Re: per interrupt stack [was Re: Strange interrupt behaviour]

Andrea Arcangeli (arcangel@CS.UniBO.IT)
Thu, 16 Jul 1998 16:29:55 +0200 (MET DST)


On Thu, 16 Jul 1998, Andi Kleen wrote:

> Umm, no. The paths that sends signals to processes (SIGSEGV, SIGBUS etc.)
> have their own handlers and are not dispatched through the usual do_IRQ().
> You'll see that if you follow the interrupt entry code in entry.S.

I' ll take a look... What I need to know is _why_ my kernel locked
yesterday. As Ingo predicted (if I have understood well its sentence too)
I think it was due an irq handler that tried to change current->???.

> This means your patch never touched them. On the other hand it might be
> a good idea to give them their own stacks too - simply to increase locality
> (this needs profiling)

OK. Thinking about the static area, 4kbyte of stack per interrupt x 16
interrupt is not an issue. In a SMP machine instead my last stuff alloc
4kbyte x NR_IRQS x NR_CPUS. This mean 4k x 16(or more, I don' t know how
SMP handle irq) x NR_CPUS. If NR_CPUS is really 32 the stack area would be
really a waste and it would be better to allocate the 4kbyte stack in
request_irq getting a free dynamic page (maybe using some triks to not
allocate 32 dynamic page per interrupt in SMP)...

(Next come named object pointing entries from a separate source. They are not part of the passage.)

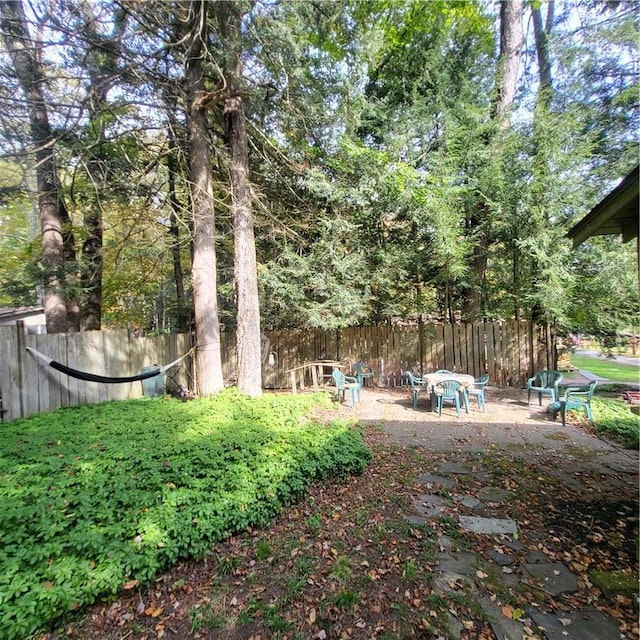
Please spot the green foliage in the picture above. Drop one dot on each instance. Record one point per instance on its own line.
(604, 299)
(93, 498)
(607, 368)
(614, 419)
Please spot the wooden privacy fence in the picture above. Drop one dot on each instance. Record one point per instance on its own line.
(509, 351)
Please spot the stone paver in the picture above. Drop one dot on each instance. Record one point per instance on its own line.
(552, 577)
(585, 624)
(488, 526)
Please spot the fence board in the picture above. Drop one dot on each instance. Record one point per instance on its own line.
(508, 351)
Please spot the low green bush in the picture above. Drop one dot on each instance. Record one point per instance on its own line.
(614, 419)
(96, 497)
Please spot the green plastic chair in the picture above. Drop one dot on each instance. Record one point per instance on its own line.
(574, 398)
(344, 384)
(417, 383)
(477, 391)
(448, 391)
(544, 383)
(363, 372)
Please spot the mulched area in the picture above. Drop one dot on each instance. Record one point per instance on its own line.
(345, 562)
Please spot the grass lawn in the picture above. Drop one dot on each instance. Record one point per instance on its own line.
(608, 368)
(96, 499)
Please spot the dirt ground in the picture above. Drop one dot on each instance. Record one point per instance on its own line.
(509, 421)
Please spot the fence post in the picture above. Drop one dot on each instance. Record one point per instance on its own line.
(20, 349)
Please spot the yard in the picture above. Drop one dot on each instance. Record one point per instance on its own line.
(347, 562)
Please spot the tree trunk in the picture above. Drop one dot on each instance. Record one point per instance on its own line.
(479, 223)
(57, 239)
(511, 42)
(541, 171)
(246, 277)
(183, 316)
(208, 355)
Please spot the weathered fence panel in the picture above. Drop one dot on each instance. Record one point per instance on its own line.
(508, 351)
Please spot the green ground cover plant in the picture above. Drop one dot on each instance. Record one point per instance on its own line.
(97, 499)
(613, 419)
(607, 368)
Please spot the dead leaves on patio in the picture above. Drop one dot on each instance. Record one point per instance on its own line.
(346, 564)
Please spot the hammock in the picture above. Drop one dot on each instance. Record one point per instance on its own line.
(93, 377)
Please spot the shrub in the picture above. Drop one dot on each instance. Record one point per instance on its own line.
(93, 498)
(614, 419)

> Also for Ctrl-C - C-c is of course not send to current. It is send to
> the session leader of the terminal session associated with the tty C-c
^^^^^^^^^^^^^^
Woops, right!!!!

> occured on.

> > Hmm changing current to irq_current inside the irq_handlers sound very
> > simpler and cleaner to me.
>
> Have to check if none of the SMP locking routines (spinlocks etc.) access
> smp_processor_id(), otherwise it'll break. If it turns out that they do
> the fake current is probably a good idea still, because it avoids to define

What does it mean fake current? Which is the good idea?

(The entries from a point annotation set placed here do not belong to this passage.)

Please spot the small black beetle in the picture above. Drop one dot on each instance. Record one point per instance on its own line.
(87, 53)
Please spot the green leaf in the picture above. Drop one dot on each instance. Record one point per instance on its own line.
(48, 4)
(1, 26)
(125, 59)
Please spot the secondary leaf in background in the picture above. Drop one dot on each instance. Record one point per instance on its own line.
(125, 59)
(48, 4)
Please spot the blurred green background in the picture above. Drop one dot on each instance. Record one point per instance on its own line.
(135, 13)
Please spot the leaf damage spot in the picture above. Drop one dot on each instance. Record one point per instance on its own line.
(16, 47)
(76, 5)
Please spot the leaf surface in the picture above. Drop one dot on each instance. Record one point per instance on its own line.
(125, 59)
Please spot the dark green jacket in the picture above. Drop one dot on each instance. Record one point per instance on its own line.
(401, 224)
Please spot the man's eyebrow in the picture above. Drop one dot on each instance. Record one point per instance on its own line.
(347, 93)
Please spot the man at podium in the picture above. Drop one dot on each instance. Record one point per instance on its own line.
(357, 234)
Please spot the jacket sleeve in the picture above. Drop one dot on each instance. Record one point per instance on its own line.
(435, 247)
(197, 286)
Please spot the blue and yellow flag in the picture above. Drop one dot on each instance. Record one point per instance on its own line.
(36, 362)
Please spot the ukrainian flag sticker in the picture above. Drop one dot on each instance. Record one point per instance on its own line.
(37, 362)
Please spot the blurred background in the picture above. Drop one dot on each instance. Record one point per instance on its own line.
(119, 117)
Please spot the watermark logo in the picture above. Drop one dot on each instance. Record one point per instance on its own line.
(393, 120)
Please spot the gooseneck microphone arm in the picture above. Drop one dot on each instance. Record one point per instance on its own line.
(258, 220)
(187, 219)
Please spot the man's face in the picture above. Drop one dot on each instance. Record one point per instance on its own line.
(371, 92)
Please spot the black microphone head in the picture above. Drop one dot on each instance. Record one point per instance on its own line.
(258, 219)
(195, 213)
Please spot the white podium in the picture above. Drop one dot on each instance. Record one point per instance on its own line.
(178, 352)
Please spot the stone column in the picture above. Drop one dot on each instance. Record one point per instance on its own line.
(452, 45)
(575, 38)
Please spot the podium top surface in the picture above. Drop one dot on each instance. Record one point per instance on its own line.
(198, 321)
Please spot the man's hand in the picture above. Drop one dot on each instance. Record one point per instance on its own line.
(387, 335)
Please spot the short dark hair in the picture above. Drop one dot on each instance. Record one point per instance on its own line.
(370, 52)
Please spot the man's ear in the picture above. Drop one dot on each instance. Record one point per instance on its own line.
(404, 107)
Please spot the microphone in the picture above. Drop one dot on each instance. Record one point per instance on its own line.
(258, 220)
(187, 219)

> interrupt/non interrupt versions then.

I don' t understand very well this but we could always define a
irq_smp_processor_id() that uses irq_current-> instead of current->.
Looking at the current-> implementation I can' t see a way to avoid the
irq_current specific function. irq speicifc functions are ugly but we know
that we are on a interrupt and we can' t do a lot of other things (and
so we must handle a lot of other exception) so they don' t worry me a lot.